Xl_heliane © Annemie Augustijns

Pour ouvrir sa nouvelle saison, l‘Opéra de Flandre remet en avant le rare Das Wunder der Heliane (Le Miracle d'Héliane) d’Erich Wolfgang Korngold avec une nouvelle production de David Bösch, grand fidèle de la maison flamande qui avait également signé, au printemps 2015 à l'Opéra de Lyon, une mémorable production des Stigmatisés de Franz Schreker, autre œuvre-phare de la musique qualifiée de « dégénérée » (Entartete musik) par le régime nazi. L’atmosphère ténébreuse et la scène recouverte de terre montrent le parti pris du metteur en scène allemand d’assombrir le quatrième opéra de Korngold, écrit à partir de 1923 sur un livret d’Hans Müller-Einingen d'après le mystère La Sainte d’Hans Kaltneker. Héliane n’est pas amoureuse de son souverain mari, mais d’un mystérieux étranger, injustement jeté en prison parce qu’il rendait le peuple joyeux (acte I). L’adultère n’est pas clairement exprimé, mais le fait qu’Heliane se déshabille devant l’étranger et revienne nue quand son mari s’entretient avec lui dans sa geôle la confond. Déjà condamné à mort, l’étranger n’a plus qu’à se tuer pour éviter qu’elle ne meure (acte II). Il réapparaît pourtant descendant du ciel pour récupérer sa bien-aimée, tout juste poignardée par son mari, et l’emmener avec lui au paradis (acte III). L’histoire quelque peu alambiquée n’est pas simple pour un metteur en scène, qui s’il veut éviter le versant réaliste doit alors jouer l’absurde, ou le fantastique. Bösch retient ce dernier choix, et opte pour une histoire de zombies en habillant le peuple de cette manière, conduit par leur chef, le mari d’Héliane, tandis qu’elle, en robe blanche comme une sainte, paraît humaine. De belles factures, le décor de Christof Hetzer et les lumières de Michael Bauer encadrent une direction d’acteur en manque d’inspiration. Dommage, car la musique est superbe !

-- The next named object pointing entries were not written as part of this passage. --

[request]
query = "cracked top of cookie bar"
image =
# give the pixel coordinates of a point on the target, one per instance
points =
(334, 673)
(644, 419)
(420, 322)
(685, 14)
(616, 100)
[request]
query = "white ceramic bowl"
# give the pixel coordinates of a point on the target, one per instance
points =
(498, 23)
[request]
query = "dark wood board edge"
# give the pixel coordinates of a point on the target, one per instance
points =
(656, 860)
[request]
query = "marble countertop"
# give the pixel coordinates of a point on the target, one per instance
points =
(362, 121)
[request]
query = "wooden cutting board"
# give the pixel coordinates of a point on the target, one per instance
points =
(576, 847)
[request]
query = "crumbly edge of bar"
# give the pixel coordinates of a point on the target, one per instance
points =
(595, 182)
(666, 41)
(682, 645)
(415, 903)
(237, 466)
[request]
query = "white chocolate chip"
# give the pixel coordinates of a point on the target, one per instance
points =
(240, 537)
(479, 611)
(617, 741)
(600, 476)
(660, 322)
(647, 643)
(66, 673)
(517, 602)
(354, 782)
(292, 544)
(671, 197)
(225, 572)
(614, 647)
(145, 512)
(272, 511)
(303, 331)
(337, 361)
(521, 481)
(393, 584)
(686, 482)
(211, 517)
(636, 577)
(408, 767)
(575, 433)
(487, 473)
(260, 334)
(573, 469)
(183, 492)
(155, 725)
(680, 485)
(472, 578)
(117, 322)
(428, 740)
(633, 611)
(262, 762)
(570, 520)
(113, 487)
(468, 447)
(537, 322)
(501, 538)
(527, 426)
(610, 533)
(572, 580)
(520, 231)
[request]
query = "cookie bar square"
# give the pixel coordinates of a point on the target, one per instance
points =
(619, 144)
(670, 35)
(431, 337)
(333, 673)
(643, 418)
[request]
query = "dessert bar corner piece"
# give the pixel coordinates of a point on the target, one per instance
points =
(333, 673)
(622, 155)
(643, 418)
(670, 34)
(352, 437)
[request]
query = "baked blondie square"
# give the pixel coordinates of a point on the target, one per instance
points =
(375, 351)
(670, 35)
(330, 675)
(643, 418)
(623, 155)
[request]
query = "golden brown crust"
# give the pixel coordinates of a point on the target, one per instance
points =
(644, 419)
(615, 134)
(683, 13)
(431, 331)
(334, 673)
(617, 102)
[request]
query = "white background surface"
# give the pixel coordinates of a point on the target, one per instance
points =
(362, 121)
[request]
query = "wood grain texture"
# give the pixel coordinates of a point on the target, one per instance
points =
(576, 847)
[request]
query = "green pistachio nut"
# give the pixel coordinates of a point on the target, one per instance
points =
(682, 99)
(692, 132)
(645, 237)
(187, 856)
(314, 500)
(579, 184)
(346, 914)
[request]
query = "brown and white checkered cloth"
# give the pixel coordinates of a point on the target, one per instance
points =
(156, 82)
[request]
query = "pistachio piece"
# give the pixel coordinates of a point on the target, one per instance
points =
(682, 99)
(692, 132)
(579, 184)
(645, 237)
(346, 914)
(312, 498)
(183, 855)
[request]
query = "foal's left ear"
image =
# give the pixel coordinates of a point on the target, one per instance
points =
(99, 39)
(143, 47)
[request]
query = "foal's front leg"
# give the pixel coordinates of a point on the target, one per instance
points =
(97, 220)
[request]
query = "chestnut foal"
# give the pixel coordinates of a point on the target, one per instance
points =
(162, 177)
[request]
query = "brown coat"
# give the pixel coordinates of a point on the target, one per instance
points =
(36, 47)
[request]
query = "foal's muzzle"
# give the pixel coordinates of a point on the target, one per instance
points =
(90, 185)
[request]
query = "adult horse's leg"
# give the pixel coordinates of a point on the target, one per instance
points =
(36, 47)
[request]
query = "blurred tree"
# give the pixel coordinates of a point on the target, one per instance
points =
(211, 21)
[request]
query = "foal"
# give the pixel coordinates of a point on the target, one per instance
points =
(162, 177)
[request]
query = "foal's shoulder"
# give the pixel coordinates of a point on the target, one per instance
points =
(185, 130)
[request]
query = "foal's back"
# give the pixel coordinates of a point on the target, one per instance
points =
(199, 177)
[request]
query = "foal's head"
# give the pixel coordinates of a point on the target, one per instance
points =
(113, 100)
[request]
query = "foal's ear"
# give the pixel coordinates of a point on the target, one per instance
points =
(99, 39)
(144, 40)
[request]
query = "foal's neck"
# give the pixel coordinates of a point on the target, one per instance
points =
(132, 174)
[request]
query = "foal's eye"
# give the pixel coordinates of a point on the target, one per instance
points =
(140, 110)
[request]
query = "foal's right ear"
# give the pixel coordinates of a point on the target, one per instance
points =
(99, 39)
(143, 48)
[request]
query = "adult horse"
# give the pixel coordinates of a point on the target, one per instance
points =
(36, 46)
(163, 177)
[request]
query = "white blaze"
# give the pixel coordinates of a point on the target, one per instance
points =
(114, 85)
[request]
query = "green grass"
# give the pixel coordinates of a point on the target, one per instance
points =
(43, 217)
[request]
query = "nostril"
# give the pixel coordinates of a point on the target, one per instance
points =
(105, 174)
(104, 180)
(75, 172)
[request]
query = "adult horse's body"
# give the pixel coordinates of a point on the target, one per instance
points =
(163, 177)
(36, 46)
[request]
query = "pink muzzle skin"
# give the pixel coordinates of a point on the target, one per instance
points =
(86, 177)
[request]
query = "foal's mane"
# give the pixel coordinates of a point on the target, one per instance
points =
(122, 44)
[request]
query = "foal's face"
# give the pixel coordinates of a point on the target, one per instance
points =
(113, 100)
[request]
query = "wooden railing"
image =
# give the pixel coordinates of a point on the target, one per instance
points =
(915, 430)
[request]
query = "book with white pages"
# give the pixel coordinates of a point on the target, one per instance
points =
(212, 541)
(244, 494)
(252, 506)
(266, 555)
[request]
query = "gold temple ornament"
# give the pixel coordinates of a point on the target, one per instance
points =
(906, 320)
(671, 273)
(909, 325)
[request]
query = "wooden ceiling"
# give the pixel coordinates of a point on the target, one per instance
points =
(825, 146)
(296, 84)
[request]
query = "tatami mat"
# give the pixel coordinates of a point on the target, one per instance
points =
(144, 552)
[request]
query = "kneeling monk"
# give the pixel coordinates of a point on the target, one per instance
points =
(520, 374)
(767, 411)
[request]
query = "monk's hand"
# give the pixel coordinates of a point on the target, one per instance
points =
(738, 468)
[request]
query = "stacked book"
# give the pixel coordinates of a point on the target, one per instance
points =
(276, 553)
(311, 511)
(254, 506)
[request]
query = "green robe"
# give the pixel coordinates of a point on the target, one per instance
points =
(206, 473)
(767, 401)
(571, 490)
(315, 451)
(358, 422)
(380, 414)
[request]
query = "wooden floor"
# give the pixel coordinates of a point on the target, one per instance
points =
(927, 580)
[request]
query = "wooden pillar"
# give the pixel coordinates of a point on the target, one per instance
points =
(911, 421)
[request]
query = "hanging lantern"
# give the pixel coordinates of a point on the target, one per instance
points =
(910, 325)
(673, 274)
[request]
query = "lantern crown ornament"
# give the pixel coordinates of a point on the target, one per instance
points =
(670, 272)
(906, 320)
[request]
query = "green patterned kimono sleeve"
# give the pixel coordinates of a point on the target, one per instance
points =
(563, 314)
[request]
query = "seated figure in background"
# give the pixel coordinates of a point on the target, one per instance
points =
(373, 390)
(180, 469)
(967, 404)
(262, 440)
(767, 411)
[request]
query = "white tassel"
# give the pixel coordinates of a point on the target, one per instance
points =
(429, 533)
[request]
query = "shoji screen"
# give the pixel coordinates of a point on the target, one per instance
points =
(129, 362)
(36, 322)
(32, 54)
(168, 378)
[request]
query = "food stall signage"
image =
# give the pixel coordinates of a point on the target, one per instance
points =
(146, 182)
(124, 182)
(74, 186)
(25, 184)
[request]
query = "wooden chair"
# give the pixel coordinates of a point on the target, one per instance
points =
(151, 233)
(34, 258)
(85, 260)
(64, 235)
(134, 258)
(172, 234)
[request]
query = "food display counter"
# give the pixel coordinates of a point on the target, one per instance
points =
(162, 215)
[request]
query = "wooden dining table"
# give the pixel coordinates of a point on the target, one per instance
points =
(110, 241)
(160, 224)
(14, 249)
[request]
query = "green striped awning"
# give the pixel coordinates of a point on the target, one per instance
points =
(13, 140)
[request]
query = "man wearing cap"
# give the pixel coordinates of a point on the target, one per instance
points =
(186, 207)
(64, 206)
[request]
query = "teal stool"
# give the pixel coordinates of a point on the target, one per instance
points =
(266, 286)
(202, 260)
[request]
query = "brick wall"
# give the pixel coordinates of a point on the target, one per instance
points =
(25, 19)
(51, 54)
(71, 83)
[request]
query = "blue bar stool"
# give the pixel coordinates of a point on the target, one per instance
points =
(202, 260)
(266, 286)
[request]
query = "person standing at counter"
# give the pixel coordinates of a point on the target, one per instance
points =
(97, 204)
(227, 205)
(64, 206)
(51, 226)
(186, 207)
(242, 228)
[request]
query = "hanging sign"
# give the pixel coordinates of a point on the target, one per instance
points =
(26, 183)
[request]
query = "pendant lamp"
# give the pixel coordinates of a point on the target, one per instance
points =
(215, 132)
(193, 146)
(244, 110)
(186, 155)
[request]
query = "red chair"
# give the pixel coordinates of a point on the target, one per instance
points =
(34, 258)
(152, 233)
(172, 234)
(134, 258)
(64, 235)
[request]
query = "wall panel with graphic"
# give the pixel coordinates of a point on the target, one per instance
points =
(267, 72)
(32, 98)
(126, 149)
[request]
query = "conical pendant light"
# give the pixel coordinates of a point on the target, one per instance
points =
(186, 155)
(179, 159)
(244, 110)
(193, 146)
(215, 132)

Dès l’ouverture, la partition paraît tellement cinématographique que l’on se croirait presque dans un film d’Errol Flyn, acteur pour lequel Korngold composera de nombreux thèmes célèbres, lorsqu’il aura quitté l’Allemagne Nazie pour l’Amérique. Elle est surtout saturée de mélodies qui possède de nombreuses affinités avec La Femme sans ombre de Richard Strauss. La musique se cabre dans une exacerbation voluptueuse des timbres vocaux et instrumentaux, et plutôt que de se perdre dans les ramifications de petits motifs psychologiques, elle tend au vertige et à l'envoûtement sonore. Les modéles, Strauss et Pucccini, sont aisément identifiables, avec de surcroît, des affinités avec Respighi. Cette musique extraordinaire trouve une mise en place maîtresse à Gand avec le chef anglais Alexander Joel, dont la dynamique met en avant la mouvance et les ruptures de la partition grâce à un Orchestre Symphonique de l'Opéra de Flandre aussi puissant dans les moments noirs que dans les instants flamboyants. 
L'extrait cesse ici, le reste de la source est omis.